From February 25 to March 4, the Straits Times Index (STI) saw an increase of over 200 points. The STI closed at 2,837 points on March 4, Friday, which is a considerably good performance. The STI then slightly declined to 2,823.51 points.
Local stock-market analyst Gabriel Gan highlighted that it is normal for a decline of the index to take place after a strong rebound. He sees this as a necessary “rest” in order to embark on a “longer journey”. Given the largely stable fundamentals, Gabriel opined that after some slight adjustments, the stock market will have the capacity to move up.
STI’s Support Level
Gabriel had earlier on predicted that the STI would rise to the levels between 2,750 to 2,780 points. Since STI surged beyond 2,800 points last week, Gabriel’s take is that if the STI adjusts, the first support level should be at 2,780 points. Below are two strategies that investors can adopt to “catch the rebound”.
1. Pay Attention to Trend of Crude Oil Prices
Investors should pay attention to the trend of crude oil prices, advised Gabriel – previously, due to a sharp decline in oil prices, the stock markets have recorded corresponding declines, too. But now, as oil prices are reporting a rally, oil and gas stocks would be expecting a boost.
Gabriel also pointed out that oil-related issues are political in nature. Previously, Saudi Arabia and Russia have agreed to freeze oil production. However, it remains to be seen if the other oil producing countries would agree to maintain the current level of production, i.e. not increasing it further. Of course, for the oil prices to gain better recovery, a reduction in production would be a more effective solution.
And hence, if more good news comes up along the way, oil prices might rally further. Following that, oil and gas stocks such as Ezra Holdings and Ezion Holdings are the would-be gainers.
2. Make Entry Amidst Market Adjustment
Gabriel noticed that many retail investors have missed the upward trend during the recent rally.

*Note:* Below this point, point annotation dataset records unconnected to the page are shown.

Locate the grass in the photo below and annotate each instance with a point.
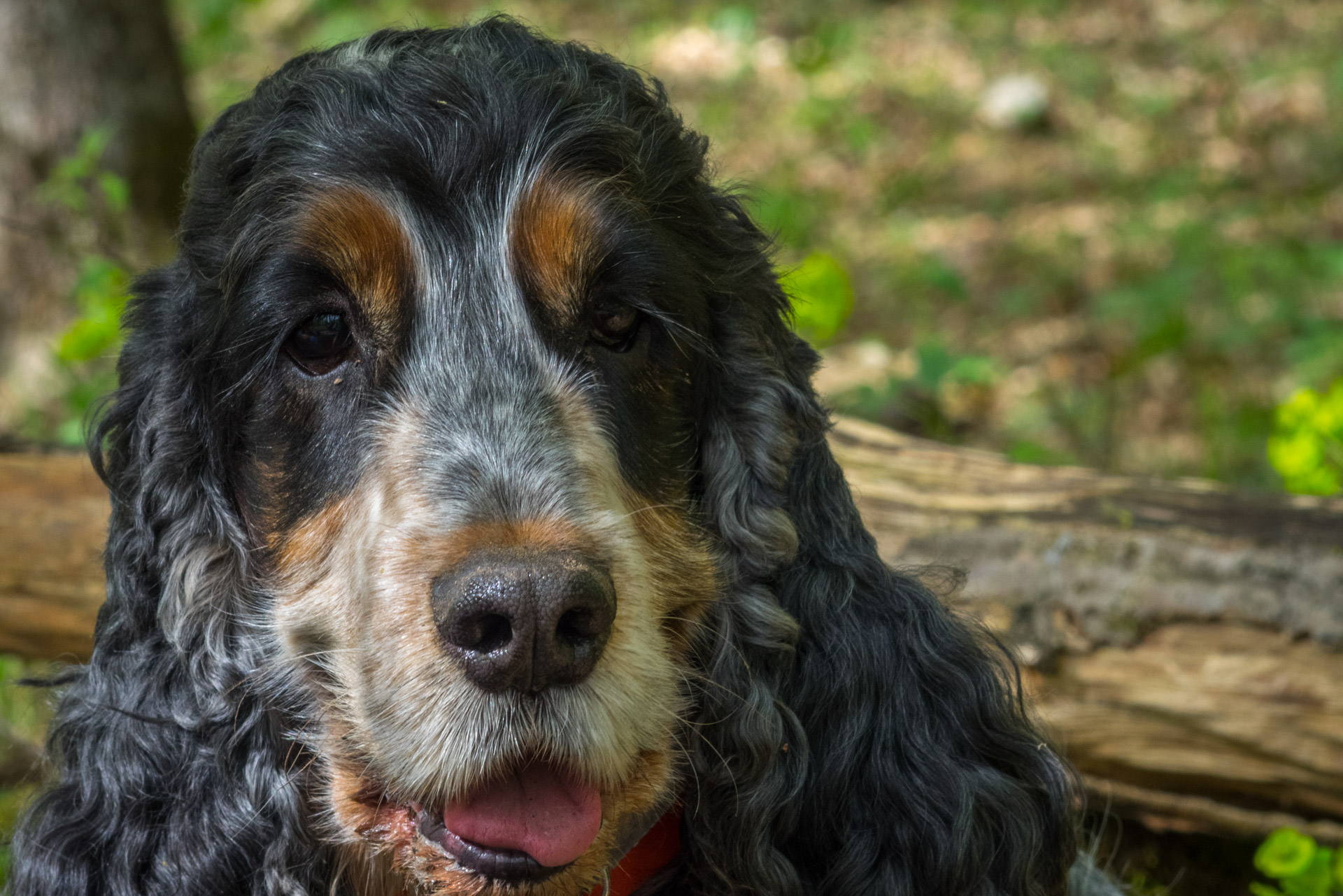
(1135, 281)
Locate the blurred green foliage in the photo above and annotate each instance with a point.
(85, 353)
(1307, 442)
(1298, 864)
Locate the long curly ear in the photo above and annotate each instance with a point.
(171, 777)
(856, 738)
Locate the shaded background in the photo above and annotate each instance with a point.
(1103, 233)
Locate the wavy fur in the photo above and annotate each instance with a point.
(851, 737)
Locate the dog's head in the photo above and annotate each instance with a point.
(454, 301)
(471, 506)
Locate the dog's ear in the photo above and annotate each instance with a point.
(169, 777)
(855, 735)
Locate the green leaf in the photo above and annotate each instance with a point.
(1315, 880)
(823, 297)
(1286, 853)
(1264, 890)
(115, 190)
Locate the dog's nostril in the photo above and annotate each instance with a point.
(578, 625)
(483, 633)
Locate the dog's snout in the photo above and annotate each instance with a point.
(525, 621)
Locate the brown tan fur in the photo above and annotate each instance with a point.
(664, 574)
(556, 242)
(359, 238)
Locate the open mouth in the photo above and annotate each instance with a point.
(523, 827)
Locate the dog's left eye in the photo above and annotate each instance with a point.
(616, 328)
(321, 343)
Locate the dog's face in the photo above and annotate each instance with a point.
(469, 464)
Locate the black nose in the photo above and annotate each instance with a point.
(525, 620)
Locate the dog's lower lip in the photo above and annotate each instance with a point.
(502, 864)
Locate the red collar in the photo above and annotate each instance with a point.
(655, 851)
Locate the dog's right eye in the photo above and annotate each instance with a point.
(321, 343)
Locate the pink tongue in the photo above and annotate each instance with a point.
(540, 811)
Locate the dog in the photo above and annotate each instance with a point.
(474, 531)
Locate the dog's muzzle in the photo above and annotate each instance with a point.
(524, 620)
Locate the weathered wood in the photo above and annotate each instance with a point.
(52, 527)
(1178, 637)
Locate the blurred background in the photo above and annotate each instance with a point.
(1104, 234)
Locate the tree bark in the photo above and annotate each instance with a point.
(1178, 639)
(67, 66)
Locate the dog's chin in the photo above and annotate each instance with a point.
(509, 867)
(537, 829)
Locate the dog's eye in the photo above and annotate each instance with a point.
(320, 343)
(616, 328)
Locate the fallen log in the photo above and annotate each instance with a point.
(1178, 639)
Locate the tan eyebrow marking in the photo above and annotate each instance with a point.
(363, 243)
(556, 242)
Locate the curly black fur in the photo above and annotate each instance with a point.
(852, 737)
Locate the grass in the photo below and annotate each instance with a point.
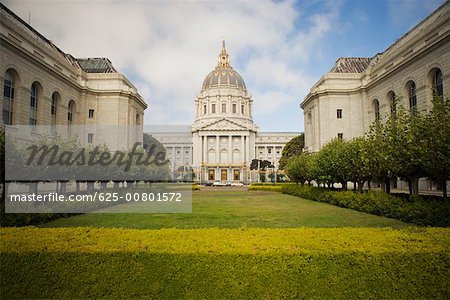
(236, 209)
(235, 244)
(338, 263)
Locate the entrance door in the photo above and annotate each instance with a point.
(211, 175)
(223, 174)
(237, 175)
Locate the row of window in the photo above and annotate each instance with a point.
(9, 97)
(224, 108)
(438, 90)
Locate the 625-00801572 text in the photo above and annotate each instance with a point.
(98, 196)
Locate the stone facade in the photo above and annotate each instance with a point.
(346, 100)
(42, 85)
(224, 137)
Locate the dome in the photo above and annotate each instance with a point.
(223, 75)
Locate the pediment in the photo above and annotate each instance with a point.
(225, 124)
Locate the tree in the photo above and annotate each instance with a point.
(293, 147)
(298, 168)
(437, 142)
(259, 164)
(359, 170)
(149, 142)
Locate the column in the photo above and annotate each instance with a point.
(230, 149)
(205, 149)
(217, 149)
(242, 151)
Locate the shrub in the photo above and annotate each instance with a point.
(272, 188)
(290, 263)
(422, 211)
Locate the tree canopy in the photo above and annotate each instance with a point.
(293, 147)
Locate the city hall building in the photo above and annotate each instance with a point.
(42, 85)
(224, 139)
(357, 91)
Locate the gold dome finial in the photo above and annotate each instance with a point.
(223, 57)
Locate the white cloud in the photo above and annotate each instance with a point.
(403, 13)
(169, 47)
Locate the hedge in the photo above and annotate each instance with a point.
(338, 263)
(271, 188)
(421, 211)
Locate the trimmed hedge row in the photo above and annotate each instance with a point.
(271, 188)
(305, 263)
(421, 211)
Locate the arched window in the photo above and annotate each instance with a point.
(223, 156)
(54, 107)
(392, 102)
(70, 112)
(211, 156)
(33, 104)
(411, 86)
(438, 87)
(8, 98)
(376, 109)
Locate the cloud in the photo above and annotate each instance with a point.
(167, 48)
(404, 13)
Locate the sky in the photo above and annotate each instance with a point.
(280, 48)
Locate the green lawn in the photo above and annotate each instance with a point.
(236, 209)
(235, 244)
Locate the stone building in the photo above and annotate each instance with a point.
(224, 137)
(42, 85)
(357, 91)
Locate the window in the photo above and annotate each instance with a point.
(33, 104)
(8, 98)
(211, 174)
(438, 88)
(412, 96)
(236, 174)
(54, 107)
(223, 174)
(70, 111)
(376, 108)
(392, 102)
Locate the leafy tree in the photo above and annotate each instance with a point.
(298, 168)
(149, 142)
(437, 142)
(260, 164)
(359, 170)
(293, 147)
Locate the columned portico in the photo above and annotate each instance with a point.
(224, 138)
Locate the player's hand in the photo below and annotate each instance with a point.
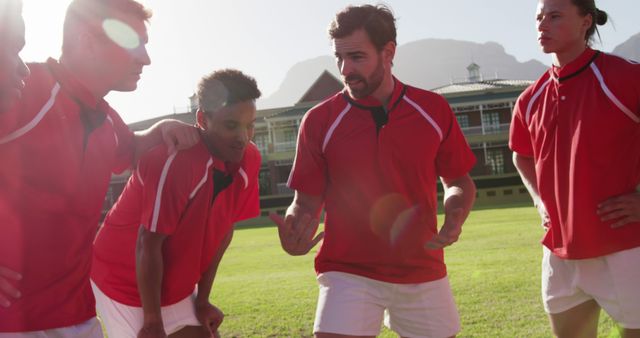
(8, 292)
(449, 232)
(297, 235)
(178, 135)
(624, 209)
(210, 317)
(544, 215)
(152, 330)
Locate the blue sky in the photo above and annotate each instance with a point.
(189, 38)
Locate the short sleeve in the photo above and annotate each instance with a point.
(454, 158)
(248, 205)
(165, 190)
(309, 172)
(519, 135)
(126, 144)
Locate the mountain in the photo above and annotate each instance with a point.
(417, 63)
(629, 49)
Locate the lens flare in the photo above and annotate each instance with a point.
(390, 216)
(121, 33)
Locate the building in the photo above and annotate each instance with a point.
(482, 107)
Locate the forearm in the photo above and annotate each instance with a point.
(459, 194)
(206, 280)
(149, 272)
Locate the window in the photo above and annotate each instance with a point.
(491, 122)
(264, 180)
(290, 135)
(495, 161)
(261, 142)
(463, 121)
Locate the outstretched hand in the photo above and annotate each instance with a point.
(7, 290)
(297, 235)
(449, 232)
(544, 215)
(210, 317)
(625, 209)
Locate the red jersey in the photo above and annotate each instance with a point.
(580, 123)
(174, 195)
(378, 180)
(58, 148)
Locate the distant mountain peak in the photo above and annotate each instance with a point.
(416, 64)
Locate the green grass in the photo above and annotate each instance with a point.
(494, 271)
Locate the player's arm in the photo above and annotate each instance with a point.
(526, 166)
(7, 290)
(459, 195)
(149, 271)
(298, 227)
(176, 134)
(209, 315)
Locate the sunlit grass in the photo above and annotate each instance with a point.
(494, 270)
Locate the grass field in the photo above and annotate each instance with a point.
(494, 270)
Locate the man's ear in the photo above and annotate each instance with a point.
(201, 120)
(389, 52)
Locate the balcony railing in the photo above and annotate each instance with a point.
(488, 129)
(284, 146)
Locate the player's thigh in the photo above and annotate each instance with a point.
(560, 286)
(191, 332)
(581, 321)
(349, 305)
(424, 310)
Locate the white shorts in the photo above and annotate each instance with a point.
(354, 305)
(124, 321)
(613, 281)
(89, 329)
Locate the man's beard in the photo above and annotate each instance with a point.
(369, 85)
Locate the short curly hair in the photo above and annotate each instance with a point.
(225, 87)
(378, 21)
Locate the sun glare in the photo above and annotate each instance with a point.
(43, 21)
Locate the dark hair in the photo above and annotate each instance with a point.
(587, 7)
(225, 87)
(377, 21)
(89, 14)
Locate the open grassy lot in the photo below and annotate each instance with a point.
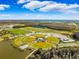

An overwhelming amount of negative news and unfavourable factors make investors not confident enough to enter the market.
He suggests that investors can make the move when the stock market is showing signs of adjustment, and blue-chip stocks are particularly worthwhile. A good example is DBS, which increased fairly remarkably – from $13 to around $15. This is perhaps a good time for small-scale investors to grab the opportunity.